Lebih lanjut, hal yang menjadi perhatian Kemenkes lainnya adalah yang berkaitan dengan layanan kesehatan primer dan pembiayaan kesehatan. Sepanjang tahun 2022, Kemenkes terus mendorong layanan kesehatan primer berkualitas agar dapat dirasakan oleh seluruh kalangan masyarakat.
Di hadapan ribuan tamu undangan dan mahasiswa FK dari 12 PTMA baik luring maupun daring, Budi menuturkan bahwa keberadaan Muhammadiyah sangat dibutuhkan dalam dunia kesehatan. Budi merasakan kehadiran Muhammadiyah dalam sektor kesehatan di Indonesia. “Muhammadiyah is the most influence group di luar pemerintah pada bidang kesehatan dan pendidikan,” jelas Budi.

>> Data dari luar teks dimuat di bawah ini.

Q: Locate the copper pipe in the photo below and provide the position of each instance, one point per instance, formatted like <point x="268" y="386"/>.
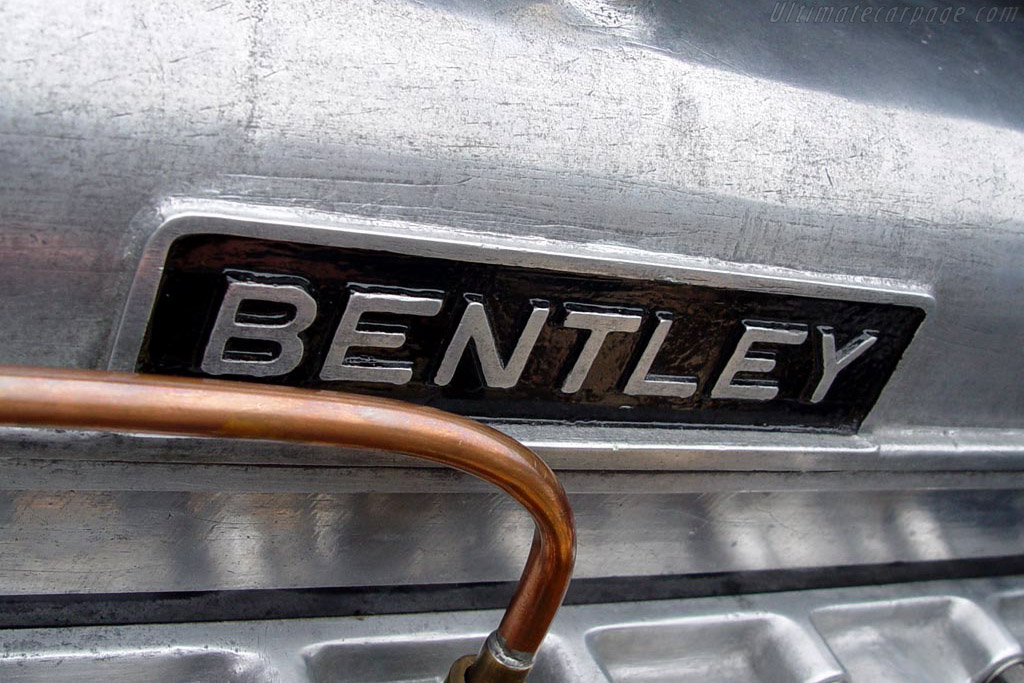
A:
<point x="120" y="401"/>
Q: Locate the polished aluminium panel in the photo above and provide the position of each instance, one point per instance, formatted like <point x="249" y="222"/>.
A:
<point x="762" y="638"/>
<point x="674" y="129"/>
<point x="754" y="158"/>
<point x="141" y="527"/>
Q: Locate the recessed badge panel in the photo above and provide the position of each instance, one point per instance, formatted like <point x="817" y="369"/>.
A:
<point x="510" y="341"/>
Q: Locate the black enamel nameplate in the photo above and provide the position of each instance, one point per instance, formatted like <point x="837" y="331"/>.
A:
<point x="507" y="342"/>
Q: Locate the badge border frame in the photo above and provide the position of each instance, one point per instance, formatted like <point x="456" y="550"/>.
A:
<point x="179" y="219"/>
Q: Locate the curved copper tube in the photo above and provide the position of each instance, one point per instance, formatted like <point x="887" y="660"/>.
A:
<point x="120" y="401"/>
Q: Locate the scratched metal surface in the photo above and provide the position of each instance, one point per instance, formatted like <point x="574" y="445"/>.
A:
<point x="683" y="129"/>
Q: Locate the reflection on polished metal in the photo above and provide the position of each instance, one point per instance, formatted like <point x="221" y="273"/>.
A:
<point x="1014" y="673"/>
<point x="90" y="399"/>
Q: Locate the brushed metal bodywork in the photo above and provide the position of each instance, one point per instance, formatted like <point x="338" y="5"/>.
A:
<point x="677" y="129"/>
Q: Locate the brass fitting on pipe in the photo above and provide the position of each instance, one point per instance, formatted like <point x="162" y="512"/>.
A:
<point x="126" y="402"/>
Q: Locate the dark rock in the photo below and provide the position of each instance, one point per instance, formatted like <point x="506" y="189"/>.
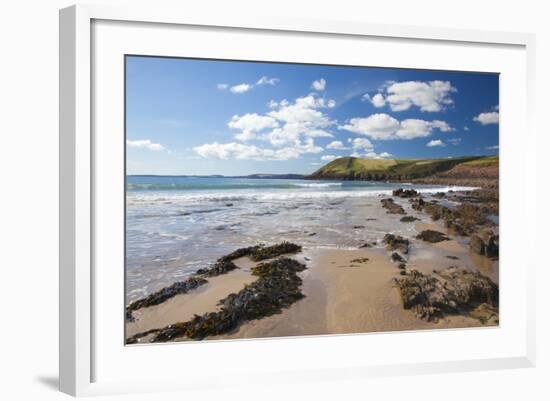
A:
<point x="392" y="207"/>
<point x="405" y="193"/>
<point x="181" y="287"/>
<point x="432" y="236"/>
<point x="417" y="203"/>
<point x="396" y="243"/>
<point x="408" y="219"/>
<point x="454" y="290"/>
<point x="485" y="243"/>
<point x="397" y="258"/>
<point x="220" y="267"/>
<point x="278" y="286"/>
<point x="262" y="253"/>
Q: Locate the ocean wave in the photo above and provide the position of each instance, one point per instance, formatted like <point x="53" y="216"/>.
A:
<point x="261" y="196"/>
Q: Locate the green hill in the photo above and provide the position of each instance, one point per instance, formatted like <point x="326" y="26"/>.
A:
<point x="353" y="168"/>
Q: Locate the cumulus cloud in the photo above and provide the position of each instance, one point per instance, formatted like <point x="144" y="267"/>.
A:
<point x="336" y="145"/>
<point x="319" y="85"/>
<point x="376" y="100"/>
<point x="435" y="142"/>
<point x="384" y="127"/>
<point x="431" y="96"/>
<point x="267" y="81"/>
<point x="361" y="143"/>
<point x="145" y="144"/>
<point x="371" y="155"/>
<point x="239" y="151"/>
<point x="240" y="88"/>
<point x="491" y="117"/>
<point x="250" y="124"/>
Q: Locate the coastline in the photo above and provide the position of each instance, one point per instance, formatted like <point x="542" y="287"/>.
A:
<point x="343" y="292"/>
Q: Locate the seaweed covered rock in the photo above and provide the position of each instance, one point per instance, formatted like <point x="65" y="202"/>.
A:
<point x="454" y="290"/>
<point x="417" y="203"/>
<point x="391" y="206"/>
<point x="405" y="193"/>
<point x="397" y="258"/>
<point x="166" y="293"/>
<point x="485" y="243"/>
<point x="396" y="243"/>
<point x="432" y="236"/>
<point x="278" y="286"/>
<point x="239" y="253"/>
<point x="268" y="252"/>
<point x="220" y="267"/>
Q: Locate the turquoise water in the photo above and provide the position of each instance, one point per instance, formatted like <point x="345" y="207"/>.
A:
<point x="176" y="225"/>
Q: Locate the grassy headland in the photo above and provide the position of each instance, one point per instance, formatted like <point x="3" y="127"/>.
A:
<point x="473" y="170"/>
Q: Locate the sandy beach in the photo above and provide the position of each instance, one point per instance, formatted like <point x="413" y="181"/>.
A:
<point x="346" y="290"/>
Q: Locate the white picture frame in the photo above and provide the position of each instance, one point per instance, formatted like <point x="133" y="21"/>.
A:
<point x="79" y="346"/>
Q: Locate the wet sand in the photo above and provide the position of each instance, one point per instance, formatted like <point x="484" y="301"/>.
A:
<point x="342" y="294"/>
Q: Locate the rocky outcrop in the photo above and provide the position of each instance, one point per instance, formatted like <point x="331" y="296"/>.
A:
<point x="452" y="291"/>
<point x="405" y="193"/>
<point x="485" y="242"/>
<point x="164" y="294"/>
<point x="432" y="236"/>
<point x="391" y="206"/>
<point x="278" y="286"/>
<point x="396" y="243"/>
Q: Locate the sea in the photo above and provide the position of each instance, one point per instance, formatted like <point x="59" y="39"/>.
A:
<point x="176" y="225"/>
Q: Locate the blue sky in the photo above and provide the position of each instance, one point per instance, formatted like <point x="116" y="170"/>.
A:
<point x="187" y="116"/>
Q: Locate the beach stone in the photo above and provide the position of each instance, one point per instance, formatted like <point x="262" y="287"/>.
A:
<point x="396" y="243"/>
<point x="485" y="243"/>
<point x="278" y="286"/>
<point x="432" y="236"/>
<point x="391" y="206"/>
<point x="450" y="291"/>
<point x="405" y="193"/>
<point x="397" y="257"/>
<point x="408" y="219"/>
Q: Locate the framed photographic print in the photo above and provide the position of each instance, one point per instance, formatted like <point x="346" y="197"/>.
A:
<point x="342" y="196"/>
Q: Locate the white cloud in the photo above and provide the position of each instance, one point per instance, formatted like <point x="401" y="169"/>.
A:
<point x="272" y="104"/>
<point x="145" y="144"/>
<point x="241" y="88"/>
<point x="435" y="142"/>
<point x="384" y="127"/>
<point x="491" y="117"/>
<point x="376" y="100"/>
<point x="250" y="124"/>
<point x="336" y="145"/>
<point x="301" y="118"/>
<point x="241" y="151"/>
<point x="362" y="143"/>
<point x="319" y="85"/>
<point x="267" y="81"/>
<point x="371" y="155"/>
<point x="429" y="96"/>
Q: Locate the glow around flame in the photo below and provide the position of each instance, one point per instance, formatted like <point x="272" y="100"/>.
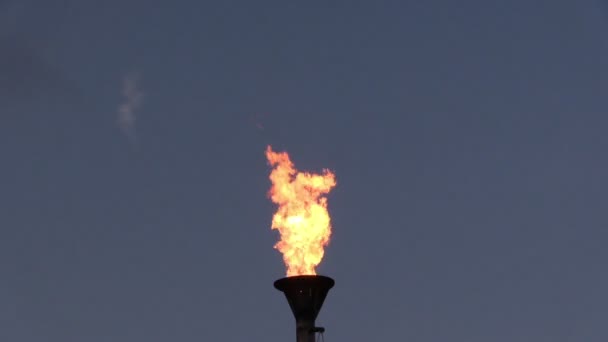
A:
<point x="302" y="218"/>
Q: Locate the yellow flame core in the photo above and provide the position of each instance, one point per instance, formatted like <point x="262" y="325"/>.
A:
<point x="302" y="218"/>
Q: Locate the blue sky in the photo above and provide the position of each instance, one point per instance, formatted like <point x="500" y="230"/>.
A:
<point x="468" y="140"/>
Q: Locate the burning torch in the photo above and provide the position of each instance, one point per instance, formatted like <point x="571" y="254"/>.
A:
<point x="304" y="225"/>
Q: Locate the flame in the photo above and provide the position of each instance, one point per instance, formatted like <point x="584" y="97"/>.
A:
<point x="302" y="218"/>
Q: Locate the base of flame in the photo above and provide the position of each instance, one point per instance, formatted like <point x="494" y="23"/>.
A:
<point x="305" y="295"/>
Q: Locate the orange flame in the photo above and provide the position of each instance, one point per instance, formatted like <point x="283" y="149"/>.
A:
<point x="302" y="218"/>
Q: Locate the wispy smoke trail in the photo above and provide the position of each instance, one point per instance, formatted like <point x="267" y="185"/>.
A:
<point x="133" y="98"/>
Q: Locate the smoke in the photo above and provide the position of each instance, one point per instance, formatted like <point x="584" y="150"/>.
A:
<point x="133" y="98"/>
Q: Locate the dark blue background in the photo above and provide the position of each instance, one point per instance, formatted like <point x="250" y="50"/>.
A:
<point x="468" y="139"/>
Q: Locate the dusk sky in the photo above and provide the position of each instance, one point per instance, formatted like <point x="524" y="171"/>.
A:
<point x="468" y="138"/>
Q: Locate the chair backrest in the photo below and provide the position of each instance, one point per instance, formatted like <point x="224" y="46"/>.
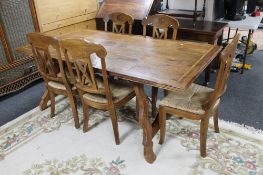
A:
<point x="43" y="48"/>
<point x="119" y="21"/>
<point x="160" y="24"/>
<point x="226" y="58"/>
<point x="81" y="55"/>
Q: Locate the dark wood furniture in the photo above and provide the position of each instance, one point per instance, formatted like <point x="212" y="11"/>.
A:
<point x="205" y="31"/>
<point x="138" y="9"/>
<point x="119" y="22"/>
<point x="194" y="14"/>
<point x="54" y="75"/>
<point x="95" y="91"/>
<point x="160" y="25"/>
<point x="167" y="64"/>
<point x="199" y="102"/>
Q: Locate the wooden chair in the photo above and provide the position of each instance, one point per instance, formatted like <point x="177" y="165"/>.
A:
<point x="160" y="24"/>
<point x="54" y="75"/>
<point x="199" y="102"/>
<point x="119" y="21"/>
<point x="95" y="91"/>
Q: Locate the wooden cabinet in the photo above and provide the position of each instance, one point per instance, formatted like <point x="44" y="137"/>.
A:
<point x="52" y="15"/>
<point x="19" y="17"/>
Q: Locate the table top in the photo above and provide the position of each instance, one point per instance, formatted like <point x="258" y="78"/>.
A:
<point x="167" y="64"/>
<point x="248" y="23"/>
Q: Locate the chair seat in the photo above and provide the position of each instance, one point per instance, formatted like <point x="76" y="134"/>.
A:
<point x="58" y="85"/>
<point x="191" y="100"/>
<point x="119" y="89"/>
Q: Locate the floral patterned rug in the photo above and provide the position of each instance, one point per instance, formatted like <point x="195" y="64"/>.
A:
<point x="36" y="144"/>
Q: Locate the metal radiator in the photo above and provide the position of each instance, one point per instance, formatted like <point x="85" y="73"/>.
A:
<point x="17" y="20"/>
<point x="2" y="55"/>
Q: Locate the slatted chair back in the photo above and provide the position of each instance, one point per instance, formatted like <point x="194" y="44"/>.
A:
<point x="160" y="24"/>
<point x="43" y="47"/>
<point x="119" y="21"/>
<point x="81" y="55"/>
<point x="226" y="58"/>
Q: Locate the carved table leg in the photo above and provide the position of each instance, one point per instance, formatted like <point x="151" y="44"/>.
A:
<point x="145" y="123"/>
<point x="44" y="99"/>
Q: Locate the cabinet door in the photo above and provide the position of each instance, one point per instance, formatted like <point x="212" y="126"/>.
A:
<point x="17" y="22"/>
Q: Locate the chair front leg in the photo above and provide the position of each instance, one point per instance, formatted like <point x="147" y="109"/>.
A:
<point x="216" y="121"/>
<point x="154" y="100"/>
<point x="52" y="103"/>
<point x="203" y="136"/>
<point x="162" y="124"/>
<point x="73" y="104"/>
<point x="85" y="117"/>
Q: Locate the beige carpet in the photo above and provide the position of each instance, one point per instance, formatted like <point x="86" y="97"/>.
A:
<point x="35" y="144"/>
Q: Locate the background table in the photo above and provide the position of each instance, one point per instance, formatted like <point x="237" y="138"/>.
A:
<point x="249" y="23"/>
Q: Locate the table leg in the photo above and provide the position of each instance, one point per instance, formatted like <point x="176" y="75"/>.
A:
<point x="207" y="74"/>
<point x="145" y="123"/>
<point x="154" y="100"/>
<point x="44" y="99"/>
<point x="208" y="70"/>
<point x="247" y="45"/>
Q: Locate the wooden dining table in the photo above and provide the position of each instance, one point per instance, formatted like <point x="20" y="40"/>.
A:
<point x="166" y="64"/>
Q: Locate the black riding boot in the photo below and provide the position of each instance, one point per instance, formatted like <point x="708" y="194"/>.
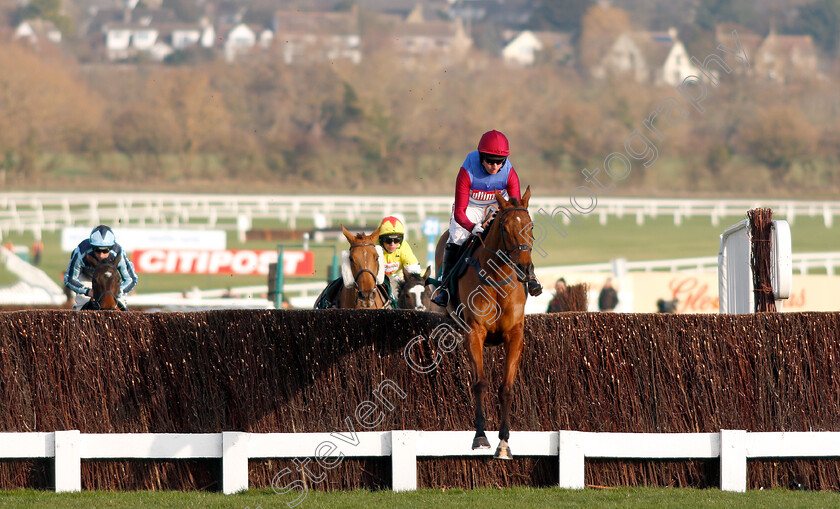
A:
<point x="450" y="255"/>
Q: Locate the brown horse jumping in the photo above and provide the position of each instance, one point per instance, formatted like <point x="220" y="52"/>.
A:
<point x="106" y="281"/>
<point x="362" y="269"/>
<point x="490" y="299"/>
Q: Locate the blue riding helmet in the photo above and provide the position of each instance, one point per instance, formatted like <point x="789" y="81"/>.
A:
<point x="102" y="236"/>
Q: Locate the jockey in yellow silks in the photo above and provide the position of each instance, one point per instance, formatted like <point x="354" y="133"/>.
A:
<point x="398" y="254"/>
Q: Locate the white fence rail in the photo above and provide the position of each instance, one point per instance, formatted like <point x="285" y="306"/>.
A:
<point x="37" y="212"/>
<point x="803" y="263"/>
<point x="572" y="448"/>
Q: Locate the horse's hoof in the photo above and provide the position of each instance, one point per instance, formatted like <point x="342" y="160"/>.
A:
<point x="481" y="443"/>
<point x="503" y="453"/>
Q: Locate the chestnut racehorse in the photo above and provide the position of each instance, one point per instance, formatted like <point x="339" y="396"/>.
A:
<point x="416" y="293"/>
<point x="362" y="269"/>
<point x="106" y="281"/>
<point x="490" y="299"/>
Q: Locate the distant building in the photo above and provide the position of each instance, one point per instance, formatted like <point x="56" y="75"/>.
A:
<point x="422" y="42"/>
<point x="657" y="58"/>
<point x="525" y="47"/>
<point x="785" y="58"/>
<point x="318" y="36"/>
<point x="37" y="31"/>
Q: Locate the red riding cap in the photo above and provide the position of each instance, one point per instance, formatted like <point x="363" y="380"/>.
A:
<point x="495" y="143"/>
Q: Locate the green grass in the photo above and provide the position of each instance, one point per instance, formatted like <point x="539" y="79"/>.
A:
<point x="455" y="498"/>
<point x="587" y="242"/>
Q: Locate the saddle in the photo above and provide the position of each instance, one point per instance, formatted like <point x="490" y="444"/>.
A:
<point x="329" y="297"/>
<point x="464" y="259"/>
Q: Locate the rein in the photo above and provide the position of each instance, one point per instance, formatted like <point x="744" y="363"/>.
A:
<point x="477" y="265"/>
<point x="362" y="271"/>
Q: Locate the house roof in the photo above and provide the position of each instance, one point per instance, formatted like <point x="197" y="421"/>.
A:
<point x="324" y="23"/>
<point x="787" y="44"/>
<point x="438" y="28"/>
<point x="40" y="26"/>
<point x="654" y="45"/>
<point x="750" y="40"/>
<point x="558" y="41"/>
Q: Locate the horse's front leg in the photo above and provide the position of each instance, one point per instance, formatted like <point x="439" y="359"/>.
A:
<point x="475" y="347"/>
<point x="513" y="344"/>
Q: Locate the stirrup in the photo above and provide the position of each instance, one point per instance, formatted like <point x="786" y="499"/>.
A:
<point x="534" y="288"/>
<point x="442" y="298"/>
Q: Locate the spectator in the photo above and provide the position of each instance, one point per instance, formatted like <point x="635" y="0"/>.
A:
<point x="667" y="306"/>
<point x="608" y="298"/>
<point x="558" y="303"/>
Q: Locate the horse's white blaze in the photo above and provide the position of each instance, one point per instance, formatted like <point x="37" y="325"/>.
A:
<point x="417" y="293"/>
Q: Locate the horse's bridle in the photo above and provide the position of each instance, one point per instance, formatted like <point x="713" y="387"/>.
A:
<point x="98" y="300"/>
<point x="356" y="277"/>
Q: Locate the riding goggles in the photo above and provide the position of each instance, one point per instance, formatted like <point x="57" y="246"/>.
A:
<point x="494" y="159"/>
<point x="391" y="239"/>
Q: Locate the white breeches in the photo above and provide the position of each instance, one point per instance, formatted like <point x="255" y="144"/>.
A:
<point x="476" y="214"/>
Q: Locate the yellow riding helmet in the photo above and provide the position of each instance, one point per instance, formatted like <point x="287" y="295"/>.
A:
<point x="391" y="226"/>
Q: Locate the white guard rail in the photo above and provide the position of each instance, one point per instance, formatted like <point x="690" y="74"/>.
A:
<point x="38" y="212"/>
<point x="234" y="448"/>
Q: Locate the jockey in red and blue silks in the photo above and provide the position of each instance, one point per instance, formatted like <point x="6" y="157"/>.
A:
<point x="101" y="246"/>
<point x="483" y="172"/>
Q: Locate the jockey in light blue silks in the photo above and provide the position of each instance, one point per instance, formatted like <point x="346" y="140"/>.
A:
<point x="101" y="246"/>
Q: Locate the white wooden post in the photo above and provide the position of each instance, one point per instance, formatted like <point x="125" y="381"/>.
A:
<point x="404" y="460"/>
<point x="234" y="461"/>
<point x="68" y="462"/>
<point x="733" y="460"/>
<point x="571" y="460"/>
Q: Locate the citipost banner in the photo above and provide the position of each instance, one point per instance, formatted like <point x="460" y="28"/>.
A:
<point x="228" y="261"/>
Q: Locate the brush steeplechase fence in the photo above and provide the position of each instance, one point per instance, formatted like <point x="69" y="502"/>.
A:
<point x="572" y="448"/>
<point x="622" y="381"/>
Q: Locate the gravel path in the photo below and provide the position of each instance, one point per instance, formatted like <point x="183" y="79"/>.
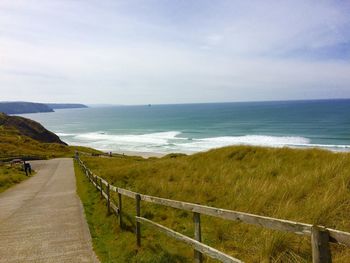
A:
<point x="42" y="219"/>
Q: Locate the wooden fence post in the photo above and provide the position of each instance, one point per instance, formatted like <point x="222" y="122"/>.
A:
<point x="120" y="210"/>
<point x="108" y="200"/>
<point x="198" y="257"/>
<point x="320" y="245"/>
<point x="138" y="225"/>
<point x="101" y="189"/>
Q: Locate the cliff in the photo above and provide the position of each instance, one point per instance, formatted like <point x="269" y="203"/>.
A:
<point x="23" y="107"/>
<point x="29" y="128"/>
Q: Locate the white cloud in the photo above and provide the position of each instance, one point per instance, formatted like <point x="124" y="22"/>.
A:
<point x="127" y="52"/>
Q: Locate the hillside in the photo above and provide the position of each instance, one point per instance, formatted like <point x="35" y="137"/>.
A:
<point x="31" y="107"/>
<point x="21" y="137"/>
<point x="29" y="128"/>
<point x="309" y="186"/>
<point x="23" y="107"/>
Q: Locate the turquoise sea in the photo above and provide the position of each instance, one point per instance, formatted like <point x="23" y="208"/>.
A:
<point x="191" y="128"/>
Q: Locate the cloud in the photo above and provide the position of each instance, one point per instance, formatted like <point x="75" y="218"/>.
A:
<point x="168" y="52"/>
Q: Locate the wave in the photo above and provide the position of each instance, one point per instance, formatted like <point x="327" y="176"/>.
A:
<point x="170" y="141"/>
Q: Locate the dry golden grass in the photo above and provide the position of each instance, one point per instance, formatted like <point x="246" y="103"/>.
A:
<point x="310" y="186"/>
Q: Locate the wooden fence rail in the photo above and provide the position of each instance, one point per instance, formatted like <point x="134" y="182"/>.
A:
<point x="320" y="236"/>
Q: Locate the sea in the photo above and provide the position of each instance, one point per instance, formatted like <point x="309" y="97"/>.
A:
<point x="190" y="128"/>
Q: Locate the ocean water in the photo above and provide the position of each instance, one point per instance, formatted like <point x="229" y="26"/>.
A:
<point x="190" y="128"/>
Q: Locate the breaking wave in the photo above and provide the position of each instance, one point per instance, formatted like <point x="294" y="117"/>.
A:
<point x="166" y="142"/>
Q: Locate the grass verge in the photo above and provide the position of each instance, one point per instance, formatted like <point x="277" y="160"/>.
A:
<point x="112" y="244"/>
<point x="10" y="176"/>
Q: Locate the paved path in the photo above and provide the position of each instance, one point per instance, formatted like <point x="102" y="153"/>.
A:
<point x="42" y="219"/>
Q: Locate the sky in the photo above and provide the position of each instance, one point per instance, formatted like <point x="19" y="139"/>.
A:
<point x="173" y="51"/>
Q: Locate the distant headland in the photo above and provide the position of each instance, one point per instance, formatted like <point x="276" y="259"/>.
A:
<point x="20" y="107"/>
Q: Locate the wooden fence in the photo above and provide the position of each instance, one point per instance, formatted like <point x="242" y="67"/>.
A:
<point x="320" y="236"/>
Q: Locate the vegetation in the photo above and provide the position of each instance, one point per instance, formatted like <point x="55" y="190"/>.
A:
<point x="310" y="186"/>
<point x="24" y="138"/>
<point x="110" y="243"/>
<point x="10" y="176"/>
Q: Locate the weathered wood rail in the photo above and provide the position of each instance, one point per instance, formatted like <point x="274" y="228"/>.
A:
<point x="320" y="236"/>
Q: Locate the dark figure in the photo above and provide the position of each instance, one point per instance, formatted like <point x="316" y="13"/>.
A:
<point x="27" y="168"/>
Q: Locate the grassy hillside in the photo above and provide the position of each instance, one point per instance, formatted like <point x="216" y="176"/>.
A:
<point x="310" y="186"/>
<point x="21" y="137"/>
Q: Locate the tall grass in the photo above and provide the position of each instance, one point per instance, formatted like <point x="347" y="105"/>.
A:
<point x="310" y="186"/>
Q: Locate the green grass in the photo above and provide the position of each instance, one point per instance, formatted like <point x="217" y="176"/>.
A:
<point x="310" y="186"/>
<point x="13" y="144"/>
<point x="10" y="176"/>
<point x="110" y="243"/>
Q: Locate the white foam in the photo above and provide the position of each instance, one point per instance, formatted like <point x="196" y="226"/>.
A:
<point x="166" y="142"/>
<point x="62" y="134"/>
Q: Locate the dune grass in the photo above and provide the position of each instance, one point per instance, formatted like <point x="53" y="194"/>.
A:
<point x="310" y="186"/>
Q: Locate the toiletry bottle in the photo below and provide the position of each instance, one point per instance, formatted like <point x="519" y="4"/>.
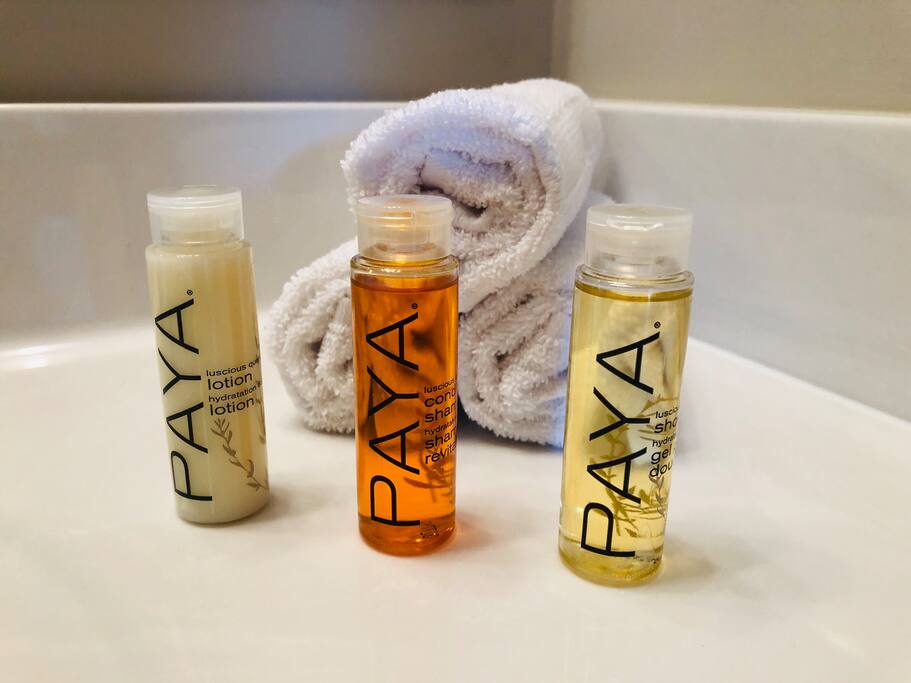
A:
<point x="404" y="295"/>
<point x="631" y="311"/>
<point x="201" y="285"/>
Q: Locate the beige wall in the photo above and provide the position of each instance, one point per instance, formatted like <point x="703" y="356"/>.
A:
<point x="839" y="54"/>
<point x="127" y="50"/>
<point x="834" y="54"/>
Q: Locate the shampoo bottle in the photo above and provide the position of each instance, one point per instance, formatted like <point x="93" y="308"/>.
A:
<point x="200" y="273"/>
<point x="631" y="309"/>
<point x="404" y="295"/>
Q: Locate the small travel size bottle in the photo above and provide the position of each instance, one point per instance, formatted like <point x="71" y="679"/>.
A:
<point x="404" y="296"/>
<point x="200" y="272"/>
<point x="631" y="311"/>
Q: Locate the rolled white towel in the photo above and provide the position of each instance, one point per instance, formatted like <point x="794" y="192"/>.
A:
<point x="309" y="335"/>
<point x="515" y="159"/>
<point x="513" y="346"/>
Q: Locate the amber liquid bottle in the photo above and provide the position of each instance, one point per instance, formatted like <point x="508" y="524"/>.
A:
<point x="404" y="295"/>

Selain di layanan rujukan, Budi juga mengatakan Kemenkes berkomitmen melakukan transformasi sistem kesehatan di tingkat dasar. Dia mengatakan saat ini ada sekitar 12 ribu unit Puskesmas yang tersebar di semua wilayah Indonesia. Ia menilai jumlah tersebut tidak akan mencapai pemerataan pelayanan kesehatan. Ada sejumlah program yang akan dilakukan diantaranya menata ulang jaringan fasilitas layanan kesehatan.
Untuk mengatasi persoalan tersebut, perlu revitalisasi Posyandu di setiap wilayah di Indonesia sebagai bentuk pelayanan yang lebih dekat dengan masyarakat. Posyandu bukan hanya melayani Ibu dan bayi. Tetapi melayani setiap siklus hidup termasuk remaja, dewasa, hingga lansia.
Rektor UMJ Ma’mun Murod menggambarkan kondisi kesehatan di Indonesia yang berada jauh di bawah negara lain di Asia Tenggara (ASEAN). Oleh karenanya Ma’mun mendukung Kemenkes sepenuhnya untuk melakukan transformasi kesehatan nasional. Selain itu Ma’mun menyampaikan bahwa salah satu cara untuk melakukan transformasi adalah dengan menggandeng ormas seperti Muhammadiyah.
Ketua Umum PP Muhammadiyah Haedar Nashir menyampaikan cara pandang Muhammadiyah dalam membangun pendidikan dan kesehatan. Selama ini, apa yang dilakukan Muhammadiyah dapat mendukung proses pembangunan pendidikan dan kesehatan yang semakin akseleratif untuk hajat hidup orang banyak.
Tidak mudah bagi Muhammadiyah untuk memajukan pendidikan dan kesehatan. Pendekatan sosial keagamaan yang intensif biasanya dilakukan oleh Muhammadiyah. Sebagai contoh, saat memproses pembangunan rumah sakit di Jayapura dan Sorong. Muhammadiyah diterima di sana karena masyarakat merasakan manfaatnya melalui pendidikan dan kesehatan. “Ini merupakan proses transformasi sosial budaya yang membutuhkan back up yang kuat dari berbagai pihak. Langkah ini terus kita ambil karena kita percaya bahwa Tuhan selalu membukakan jalan bagi orang yang bersungguh-sungguh,” ungkap Haedar.